Conseils pratiques pour les sociétés et investisseurs internationaux
- Recourir à un expert‑comptable ou conseiller fiscal local : les règles et pratiques administratives grecques sont mieux gérées par des conseillers expérimentés qui garantiront que les dépôts respectent les exigences formelles.

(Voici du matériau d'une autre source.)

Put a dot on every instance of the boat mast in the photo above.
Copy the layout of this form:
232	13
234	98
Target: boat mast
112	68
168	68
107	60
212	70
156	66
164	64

- Planifier la trésorerie pour les impôts et les contributions sociales : le calendrier des obligations de TVA et de paie peut mettre sous tension la trésorerie si cela n'est pas anticipé.
- Choisir la structure d'entreprise appropriée : une filiale locale (IVE/AE) a des obligations différentes d'une succursale ; choisissez une structure qui équilibre les implications fiscales, opérationnelles et de reporting.
- Conserver la documentation en anglais et en grec : bien que de nombreux organismes acceptent des dépôts en grec, le maintien de documents parallèles en anglais est utile pour les parties prenantes étrangères et les audits.
- Surveiller les évolutions législatives : les taux d'imposition, les délais de dépôt et les règles administratives peuvent changer ; abonnez‑vous aux mises à jour locales fournies par des conseillers.
Conclusion
La gestion d'une société en Grèce exige de la rigueur et une bonne connaissance des obligations annuelles de reporting, fiscales et statutaires. Avec un délai typique de constitution de 4–6 semaines et un environnement fiscal dont le taux nominal varie selon le régime (récemment largement rapporté à 22 %), les entreprises doivent prévoir les coûts récurrents de comptabilité, d'audit (lorsque requis), de dépôts GEMI, de TVA et de paie. Une prise de contact précoce avec des experts‑comptables et des conseillers juridiques locaux aidera à éviter les écueils courants, à maîtriser les coûts et à assurer la conformité continue — permettant ainsi aux sociétés de se concentrer sur leur développement dans le marché stratégique grec, basé au sein de l'UE.